Les effets étaient donc prévisibles et les conséquences sont là pour en attester.

Ce résultat catastrophique a renforcé le fossé entre les Institutions européennes et les peuples que ces dernières sont censées administrer alors qu’il n’est pas paradoxal de constater que la majorité des Européens se déclarent majoritairement pro-Européens dans les sondages. Le message de ces 232 millions d’électeurs est donc clair : « Européens Oui ! Administrés Non ! ».

Ce déficit démocratique a laissé le champ libre aux partis « extrémistes » ou « souverainistes » qui n’avaient nul besoin de proposer un quelconque programme politique puisqu’il leur a suffi de dénoncer les excès d’autorité et les petits « arrangements » des élus et bureaucrates européens pour gagner des votes. Avec plus de 70 sièges au Parlement Européen (autant que la France ou le Royaume-Uni), ceux-ci pourront donc maintenant profiter d’un système qu’ils ont dénoncé tout au long de leur campagne.

Le taux d’abstention des nouveaux entrants a été encore plus terrifiant. Alors que les citoyens des 15 pensaient faire preuve d’un grand esprit d’ouverture en acceptant l’arrivée des 10 « nouveaux » ouvrant ainsi la porte des subventions européennes, les « nouveaux » ont carrément boycotté leurs premières Elections européennes.

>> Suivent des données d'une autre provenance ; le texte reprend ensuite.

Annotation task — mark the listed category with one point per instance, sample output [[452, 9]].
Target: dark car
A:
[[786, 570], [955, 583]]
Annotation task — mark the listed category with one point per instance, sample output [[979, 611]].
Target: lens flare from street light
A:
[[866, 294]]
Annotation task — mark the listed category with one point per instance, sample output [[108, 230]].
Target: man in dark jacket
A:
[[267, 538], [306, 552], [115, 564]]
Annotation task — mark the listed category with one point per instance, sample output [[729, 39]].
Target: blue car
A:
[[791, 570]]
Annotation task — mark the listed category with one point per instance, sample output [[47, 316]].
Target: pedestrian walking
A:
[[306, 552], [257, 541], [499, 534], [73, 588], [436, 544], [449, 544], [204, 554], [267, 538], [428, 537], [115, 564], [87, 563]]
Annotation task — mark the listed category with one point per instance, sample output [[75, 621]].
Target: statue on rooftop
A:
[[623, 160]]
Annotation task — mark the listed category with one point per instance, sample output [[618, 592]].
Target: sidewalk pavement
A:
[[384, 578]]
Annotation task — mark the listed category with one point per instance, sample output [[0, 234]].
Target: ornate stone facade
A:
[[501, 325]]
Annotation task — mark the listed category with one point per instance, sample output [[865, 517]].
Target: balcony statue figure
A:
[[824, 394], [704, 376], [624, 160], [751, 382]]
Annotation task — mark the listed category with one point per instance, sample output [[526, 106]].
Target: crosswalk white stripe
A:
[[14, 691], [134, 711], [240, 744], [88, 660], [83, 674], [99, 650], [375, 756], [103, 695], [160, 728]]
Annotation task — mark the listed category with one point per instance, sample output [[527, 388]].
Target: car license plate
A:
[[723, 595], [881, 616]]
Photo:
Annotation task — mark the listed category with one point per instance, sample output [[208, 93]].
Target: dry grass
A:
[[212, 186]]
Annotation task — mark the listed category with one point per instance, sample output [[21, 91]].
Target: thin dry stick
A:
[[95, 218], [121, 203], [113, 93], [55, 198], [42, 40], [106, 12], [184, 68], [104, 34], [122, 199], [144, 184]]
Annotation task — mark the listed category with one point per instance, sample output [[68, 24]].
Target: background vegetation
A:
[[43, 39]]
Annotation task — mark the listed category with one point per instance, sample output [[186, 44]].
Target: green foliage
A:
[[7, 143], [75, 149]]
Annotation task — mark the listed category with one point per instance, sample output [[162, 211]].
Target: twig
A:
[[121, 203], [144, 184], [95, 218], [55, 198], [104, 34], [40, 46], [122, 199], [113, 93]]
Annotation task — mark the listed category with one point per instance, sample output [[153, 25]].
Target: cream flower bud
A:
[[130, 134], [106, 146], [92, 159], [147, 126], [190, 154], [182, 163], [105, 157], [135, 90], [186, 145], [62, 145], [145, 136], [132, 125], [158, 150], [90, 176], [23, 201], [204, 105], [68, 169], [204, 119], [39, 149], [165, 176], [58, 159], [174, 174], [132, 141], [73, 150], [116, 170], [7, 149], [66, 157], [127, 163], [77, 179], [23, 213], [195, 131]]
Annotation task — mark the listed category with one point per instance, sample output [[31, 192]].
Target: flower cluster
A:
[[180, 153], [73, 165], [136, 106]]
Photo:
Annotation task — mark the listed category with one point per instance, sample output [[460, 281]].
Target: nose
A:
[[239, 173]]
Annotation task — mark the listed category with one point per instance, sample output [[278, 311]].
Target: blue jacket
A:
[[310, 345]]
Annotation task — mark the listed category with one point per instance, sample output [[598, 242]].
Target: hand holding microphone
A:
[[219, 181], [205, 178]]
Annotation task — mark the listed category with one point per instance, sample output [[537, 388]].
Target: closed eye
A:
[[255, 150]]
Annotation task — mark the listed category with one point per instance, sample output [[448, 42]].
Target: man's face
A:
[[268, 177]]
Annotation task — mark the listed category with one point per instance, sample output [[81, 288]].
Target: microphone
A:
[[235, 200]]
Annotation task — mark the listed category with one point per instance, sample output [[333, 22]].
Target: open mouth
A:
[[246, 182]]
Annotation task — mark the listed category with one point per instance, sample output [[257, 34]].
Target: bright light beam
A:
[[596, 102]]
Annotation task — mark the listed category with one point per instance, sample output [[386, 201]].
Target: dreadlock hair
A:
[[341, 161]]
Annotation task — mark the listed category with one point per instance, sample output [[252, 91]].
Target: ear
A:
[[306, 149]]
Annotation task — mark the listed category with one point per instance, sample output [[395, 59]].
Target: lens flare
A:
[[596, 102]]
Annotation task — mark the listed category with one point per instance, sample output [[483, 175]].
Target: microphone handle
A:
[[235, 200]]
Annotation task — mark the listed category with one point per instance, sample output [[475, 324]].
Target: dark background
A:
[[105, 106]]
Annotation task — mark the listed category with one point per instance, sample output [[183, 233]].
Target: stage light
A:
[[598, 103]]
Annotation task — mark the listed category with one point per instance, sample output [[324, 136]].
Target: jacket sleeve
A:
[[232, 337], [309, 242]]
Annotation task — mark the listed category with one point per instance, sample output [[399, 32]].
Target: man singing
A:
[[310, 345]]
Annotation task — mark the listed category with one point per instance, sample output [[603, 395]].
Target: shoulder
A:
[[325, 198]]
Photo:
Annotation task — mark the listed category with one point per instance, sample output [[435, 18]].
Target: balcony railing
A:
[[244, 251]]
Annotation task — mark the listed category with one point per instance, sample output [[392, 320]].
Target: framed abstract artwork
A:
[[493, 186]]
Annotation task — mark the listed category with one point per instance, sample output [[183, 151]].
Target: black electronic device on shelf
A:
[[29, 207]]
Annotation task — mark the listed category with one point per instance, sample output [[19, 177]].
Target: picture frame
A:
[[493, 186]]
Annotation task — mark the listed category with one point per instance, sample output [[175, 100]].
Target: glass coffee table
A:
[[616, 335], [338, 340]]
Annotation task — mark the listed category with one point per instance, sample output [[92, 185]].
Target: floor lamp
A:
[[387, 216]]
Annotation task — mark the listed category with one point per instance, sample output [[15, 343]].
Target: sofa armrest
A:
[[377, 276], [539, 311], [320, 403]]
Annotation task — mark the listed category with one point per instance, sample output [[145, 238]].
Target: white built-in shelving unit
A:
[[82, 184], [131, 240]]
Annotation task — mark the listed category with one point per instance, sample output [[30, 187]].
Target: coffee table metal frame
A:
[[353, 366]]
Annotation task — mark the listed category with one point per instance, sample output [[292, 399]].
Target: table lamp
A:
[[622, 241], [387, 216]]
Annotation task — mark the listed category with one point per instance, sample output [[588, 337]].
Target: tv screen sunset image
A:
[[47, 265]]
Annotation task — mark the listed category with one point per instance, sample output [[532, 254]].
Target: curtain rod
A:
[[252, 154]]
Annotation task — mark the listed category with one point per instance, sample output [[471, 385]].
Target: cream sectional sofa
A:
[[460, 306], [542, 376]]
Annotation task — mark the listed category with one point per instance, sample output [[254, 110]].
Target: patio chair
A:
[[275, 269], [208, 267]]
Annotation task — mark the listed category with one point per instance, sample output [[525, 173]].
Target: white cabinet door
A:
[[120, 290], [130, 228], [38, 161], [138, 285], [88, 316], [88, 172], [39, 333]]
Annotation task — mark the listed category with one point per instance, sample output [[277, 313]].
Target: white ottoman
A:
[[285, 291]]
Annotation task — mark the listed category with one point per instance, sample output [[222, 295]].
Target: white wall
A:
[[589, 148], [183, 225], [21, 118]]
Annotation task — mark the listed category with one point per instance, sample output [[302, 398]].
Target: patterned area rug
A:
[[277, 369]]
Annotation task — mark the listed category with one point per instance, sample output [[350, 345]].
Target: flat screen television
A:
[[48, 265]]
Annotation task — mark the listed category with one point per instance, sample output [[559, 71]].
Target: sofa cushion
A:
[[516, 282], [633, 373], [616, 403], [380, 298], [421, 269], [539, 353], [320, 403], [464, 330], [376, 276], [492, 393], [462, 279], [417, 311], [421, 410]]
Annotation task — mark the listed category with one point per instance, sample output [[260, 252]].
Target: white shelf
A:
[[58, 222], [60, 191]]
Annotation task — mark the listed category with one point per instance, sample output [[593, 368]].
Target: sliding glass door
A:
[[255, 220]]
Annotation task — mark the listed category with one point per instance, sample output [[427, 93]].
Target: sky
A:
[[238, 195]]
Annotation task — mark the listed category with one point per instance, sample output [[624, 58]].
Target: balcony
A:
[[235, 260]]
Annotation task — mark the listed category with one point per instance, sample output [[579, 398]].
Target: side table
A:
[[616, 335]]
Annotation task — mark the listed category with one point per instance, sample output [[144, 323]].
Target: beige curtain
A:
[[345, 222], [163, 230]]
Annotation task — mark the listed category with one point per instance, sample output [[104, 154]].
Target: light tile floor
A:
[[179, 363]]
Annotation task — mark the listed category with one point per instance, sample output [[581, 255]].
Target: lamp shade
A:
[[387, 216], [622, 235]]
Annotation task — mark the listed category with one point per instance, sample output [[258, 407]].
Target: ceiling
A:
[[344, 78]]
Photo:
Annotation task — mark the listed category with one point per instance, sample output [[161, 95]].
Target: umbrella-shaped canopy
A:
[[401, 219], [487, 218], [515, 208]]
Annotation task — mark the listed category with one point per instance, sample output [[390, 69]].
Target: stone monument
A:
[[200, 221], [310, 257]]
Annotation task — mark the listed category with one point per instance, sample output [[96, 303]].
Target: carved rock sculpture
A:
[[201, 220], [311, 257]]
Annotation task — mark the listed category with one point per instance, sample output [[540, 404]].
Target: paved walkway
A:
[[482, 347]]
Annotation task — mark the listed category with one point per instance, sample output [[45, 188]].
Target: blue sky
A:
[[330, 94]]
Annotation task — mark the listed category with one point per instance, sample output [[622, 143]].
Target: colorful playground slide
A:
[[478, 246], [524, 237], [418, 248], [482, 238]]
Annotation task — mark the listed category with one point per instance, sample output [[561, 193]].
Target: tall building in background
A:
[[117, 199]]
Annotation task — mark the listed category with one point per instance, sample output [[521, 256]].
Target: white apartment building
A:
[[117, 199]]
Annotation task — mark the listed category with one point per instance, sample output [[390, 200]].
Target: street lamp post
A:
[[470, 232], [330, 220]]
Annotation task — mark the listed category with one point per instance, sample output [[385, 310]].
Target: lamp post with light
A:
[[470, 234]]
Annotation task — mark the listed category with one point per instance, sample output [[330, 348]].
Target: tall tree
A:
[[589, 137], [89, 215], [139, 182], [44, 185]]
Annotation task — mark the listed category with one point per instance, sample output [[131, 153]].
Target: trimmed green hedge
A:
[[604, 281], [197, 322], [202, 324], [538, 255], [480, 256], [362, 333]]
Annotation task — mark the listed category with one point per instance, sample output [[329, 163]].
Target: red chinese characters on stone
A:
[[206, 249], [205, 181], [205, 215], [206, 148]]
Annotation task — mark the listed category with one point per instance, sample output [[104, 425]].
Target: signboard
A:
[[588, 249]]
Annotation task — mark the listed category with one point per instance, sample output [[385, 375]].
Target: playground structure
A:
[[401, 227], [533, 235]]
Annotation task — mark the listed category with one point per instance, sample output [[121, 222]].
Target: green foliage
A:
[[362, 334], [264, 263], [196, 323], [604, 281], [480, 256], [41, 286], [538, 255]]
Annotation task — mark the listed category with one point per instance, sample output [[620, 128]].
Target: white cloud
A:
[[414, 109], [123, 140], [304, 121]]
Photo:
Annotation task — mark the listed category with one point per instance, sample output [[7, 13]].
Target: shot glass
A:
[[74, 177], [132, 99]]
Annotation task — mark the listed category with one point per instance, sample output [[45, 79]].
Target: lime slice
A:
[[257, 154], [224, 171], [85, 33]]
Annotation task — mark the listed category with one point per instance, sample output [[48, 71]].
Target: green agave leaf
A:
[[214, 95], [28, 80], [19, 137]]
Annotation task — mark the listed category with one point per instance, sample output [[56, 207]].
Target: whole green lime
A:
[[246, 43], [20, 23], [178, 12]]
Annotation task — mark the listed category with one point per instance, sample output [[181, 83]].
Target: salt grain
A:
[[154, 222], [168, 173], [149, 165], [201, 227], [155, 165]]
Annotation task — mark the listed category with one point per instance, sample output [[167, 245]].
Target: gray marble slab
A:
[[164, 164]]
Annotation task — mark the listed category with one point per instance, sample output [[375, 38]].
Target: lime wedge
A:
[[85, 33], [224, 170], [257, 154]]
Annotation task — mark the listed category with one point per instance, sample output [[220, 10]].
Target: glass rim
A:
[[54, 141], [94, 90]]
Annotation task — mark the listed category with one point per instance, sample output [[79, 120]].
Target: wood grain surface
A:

Avec une participation de seulement 20,7% des Polonais, 17% des Slovaques, 28,3% des Slovènes ou 26,7% des Estoniens, ceux-ci ont peut-être aussi voulu nous montrer qu’après avoir quitté le Pacte soviétique il y a 10-15 ans, ils ne souhaitent peut-être pas cautionner une nouvelle bureaucratie bruxelloise ou strasbourgeoise ayant payé le prix du sang leur récente liberté.

La crise est donc réelle, les Institutions ne sont pas ou plus légitimées par les suffrages, il faut réformer. Le Conseil doit accepter un profond travail d’analyse et chaque gouvernement de démarrer un réel travail d’explication et d’information avec ses citoyens sans quoi les prochains référendums organisés sur l’adoption de la Constitution risquent d’être bien décevants.

Pour restaurer cette légitimité perdue, il faut donner un sens au sentiment européen, il faut donner une image à l’Europe suite à l’adoption de sa première Constitution, préambule indispensable à la création d’une véritable démocratie européenne avec un gouvernement du peuple, par le peuple et pour le peuple et dont la souveraineté appartient au peuple qui l’exerce par ses représentants élus au suffrage direct ou indirect mais toujours universel et égal. Il faut que ses représentants instaurent ce débat permanent, expliquent, convainquent et sachent être comptable des résultats de tel traité ou de telle politique.

Faute de caution démocratique, l’Union restera cet ensemble de « villages gaulois » dont le poids économique et politique trop éclaté ne pourra équilibrer la puissante fédération américaine ou les grands pays du continent asiatique à l’aube de ce 21ème siècle.